Use and Care

EN
6
Add standing time. Remove food from oven and stir, if
possible. Cover for standing time which allows the food
to finish cooking without overcooking.
Check for doneness. Look for signs indicating that
cooking temperatures have been reached.
Doneness signs include:
Food steams throughout, not just at edge.
Center bottom of dish is very hot to the touch.

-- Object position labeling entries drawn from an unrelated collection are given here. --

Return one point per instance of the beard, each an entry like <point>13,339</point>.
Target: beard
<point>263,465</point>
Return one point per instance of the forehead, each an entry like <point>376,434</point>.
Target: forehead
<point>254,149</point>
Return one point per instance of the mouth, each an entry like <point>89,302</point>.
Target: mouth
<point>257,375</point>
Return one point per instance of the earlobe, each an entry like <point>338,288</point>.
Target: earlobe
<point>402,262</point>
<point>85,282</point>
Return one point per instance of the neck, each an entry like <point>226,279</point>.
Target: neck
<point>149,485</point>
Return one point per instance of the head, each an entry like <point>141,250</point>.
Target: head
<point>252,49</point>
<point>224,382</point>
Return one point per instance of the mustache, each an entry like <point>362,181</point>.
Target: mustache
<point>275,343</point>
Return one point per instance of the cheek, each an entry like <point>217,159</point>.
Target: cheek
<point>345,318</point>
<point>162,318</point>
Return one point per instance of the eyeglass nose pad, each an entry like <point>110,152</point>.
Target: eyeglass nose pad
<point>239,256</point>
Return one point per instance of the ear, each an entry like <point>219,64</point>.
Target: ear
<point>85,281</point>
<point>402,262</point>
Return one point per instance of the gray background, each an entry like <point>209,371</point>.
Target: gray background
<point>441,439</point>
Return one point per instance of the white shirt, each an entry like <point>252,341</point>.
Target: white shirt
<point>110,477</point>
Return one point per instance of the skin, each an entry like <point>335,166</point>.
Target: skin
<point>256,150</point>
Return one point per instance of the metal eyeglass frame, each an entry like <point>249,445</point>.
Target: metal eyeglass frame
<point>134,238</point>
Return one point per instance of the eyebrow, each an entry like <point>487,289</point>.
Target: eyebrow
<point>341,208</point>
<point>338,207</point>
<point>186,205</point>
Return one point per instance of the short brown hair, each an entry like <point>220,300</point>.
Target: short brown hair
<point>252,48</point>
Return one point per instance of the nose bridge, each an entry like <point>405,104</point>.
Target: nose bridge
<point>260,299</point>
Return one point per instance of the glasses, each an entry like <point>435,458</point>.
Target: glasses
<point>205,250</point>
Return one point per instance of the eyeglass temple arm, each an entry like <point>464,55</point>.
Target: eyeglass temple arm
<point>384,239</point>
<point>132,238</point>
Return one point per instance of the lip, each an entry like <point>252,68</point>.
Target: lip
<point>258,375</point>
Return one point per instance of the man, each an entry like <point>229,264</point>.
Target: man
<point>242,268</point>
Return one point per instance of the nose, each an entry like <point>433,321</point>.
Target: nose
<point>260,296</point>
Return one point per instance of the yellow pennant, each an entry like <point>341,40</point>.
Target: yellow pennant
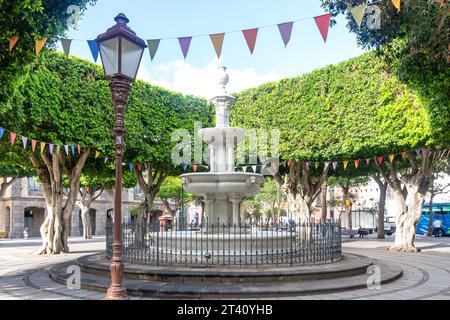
<point>396,4</point>
<point>345,164</point>
<point>40,44</point>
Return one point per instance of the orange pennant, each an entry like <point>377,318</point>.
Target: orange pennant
<point>217,40</point>
<point>40,44</point>
<point>33,144</point>
<point>12,42</point>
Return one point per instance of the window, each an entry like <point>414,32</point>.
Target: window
<point>34,189</point>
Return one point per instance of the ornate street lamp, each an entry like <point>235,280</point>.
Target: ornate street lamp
<point>121,53</point>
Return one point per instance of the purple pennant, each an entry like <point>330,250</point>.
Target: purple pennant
<point>24,142</point>
<point>285,31</point>
<point>185,42</point>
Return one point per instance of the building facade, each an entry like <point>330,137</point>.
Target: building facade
<point>23,208</point>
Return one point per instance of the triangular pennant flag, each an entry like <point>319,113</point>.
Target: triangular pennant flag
<point>12,137</point>
<point>12,42</point>
<point>345,164</point>
<point>40,44</point>
<point>33,144</point>
<point>380,160</point>
<point>24,142</point>
<point>285,31</point>
<point>250,37</point>
<point>185,42</point>
<point>94,49</point>
<point>323,23</point>
<point>66,43</point>
<point>153,47</point>
<point>396,4</point>
<point>358,13</point>
<point>334,165</point>
<point>217,40</point>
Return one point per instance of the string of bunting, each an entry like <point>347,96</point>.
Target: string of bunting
<point>250,35</point>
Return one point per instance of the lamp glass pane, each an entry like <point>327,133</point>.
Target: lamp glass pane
<point>131,57</point>
<point>109,51</point>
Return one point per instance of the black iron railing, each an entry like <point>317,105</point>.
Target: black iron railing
<point>255,243</point>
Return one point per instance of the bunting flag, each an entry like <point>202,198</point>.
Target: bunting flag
<point>33,145</point>
<point>24,142</point>
<point>217,41</point>
<point>285,31</point>
<point>66,43</point>
<point>12,42</point>
<point>345,164</point>
<point>380,160</point>
<point>396,4</point>
<point>153,47</point>
<point>334,165</point>
<point>250,37</point>
<point>185,43</point>
<point>323,24</point>
<point>40,44</point>
<point>358,13</point>
<point>94,49</point>
<point>12,137</point>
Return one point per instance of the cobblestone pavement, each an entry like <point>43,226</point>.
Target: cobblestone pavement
<point>426,275</point>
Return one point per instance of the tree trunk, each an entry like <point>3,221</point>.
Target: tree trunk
<point>56,226</point>
<point>382,185</point>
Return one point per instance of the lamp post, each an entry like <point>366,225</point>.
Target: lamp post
<point>121,53</point>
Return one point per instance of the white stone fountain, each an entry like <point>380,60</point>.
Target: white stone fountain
<point>222,188</point>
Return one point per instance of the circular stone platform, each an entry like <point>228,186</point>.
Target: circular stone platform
<point>181,282</point>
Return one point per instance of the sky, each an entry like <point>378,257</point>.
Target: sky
<point>197,74</point>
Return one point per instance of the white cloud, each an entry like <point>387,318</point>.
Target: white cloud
<point>182,77</point>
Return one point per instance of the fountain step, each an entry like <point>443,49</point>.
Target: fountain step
<point>211,289</point>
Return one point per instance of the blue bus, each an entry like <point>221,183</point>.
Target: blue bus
<point>441,211</point>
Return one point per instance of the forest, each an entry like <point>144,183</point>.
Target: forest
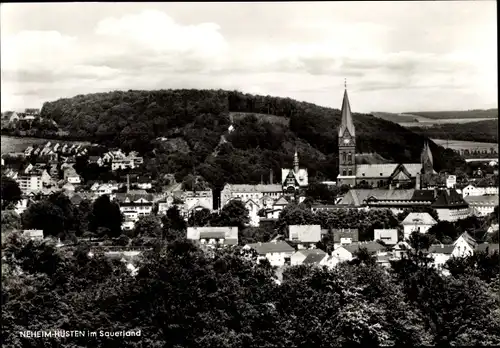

Poultry thigh joints move easily.
Meat and poultry show no pinkness.
Fish is opaque and flakes easily with a fork.
About Safety
Check foods to see that they are cooked to the United
States Department of Agriculture's recommended
temperatures.
TEMP FOOD
160°F (71°C)
for fresh pork, ground meat, boneless
white poultry, fish, seafood, egg
dishes and frozen prepared food.
165°F (74°C)
for leftover, ready-to-reheat
refrigerated, and deli and carry-out
“fresh” food.
170°F (77°C)
white meat of poultry.
180°F (82°C)
dark meat of poultry.
To test for doneness, insert a meat thermometer in a thick
or dense area away from fat or bone. NEVER leave
the thermometer in the food during cooking, unless it is
approved for microwave oven use.
ALWAYS use potholders to prevent burns when handling
utensils that are in contact with hot food. Enough heat
from the food can transfer through utensils to cause skin
burns.
Avoid steam burns by directing steam away from the
face and hands. Slowly lift the farthest edge of a dish's
covering and carefully open popcorn and oven cooking
bags away from the face.
Stay near the oven while it's in use and check cooking
progress frequently so that there is no chance of
overcooking food.
NEVER use the cavity for storing cookbooks or other
items.
Select, store and handle food carefully to preserve its
high quality and minimize the spread of foodborne
bacteria.
Keep waveguide cover clean. Food residue can cause
arcing and/or fires.
Use care when removing items from the oven so that
the utensil, your clothes or accessories do not touch the
safety door latches.
About Children and the Microwave
Children below the age of 7 should use the microwave
oven with a supervising person very near to them. Between
the ages of 7 and 12, the supervising person should be
in the same room.
The child must be able to reach the oven comfortably; if
not, he/she should stand on a sturdy stool.
At no time should anyone be allowed to lean or swing on
the oven door.
Children should be taught all safety precautions: use
potholders, remove coverings carefully, pay special
attention to packages that crisp food because they may
be extra hot.
Don’t assume that because a child has mastered one
cooking skill he/she can cook everything.
Children need to learn that the microwave oven is not a
toy. See page 19 for Child Lock feature.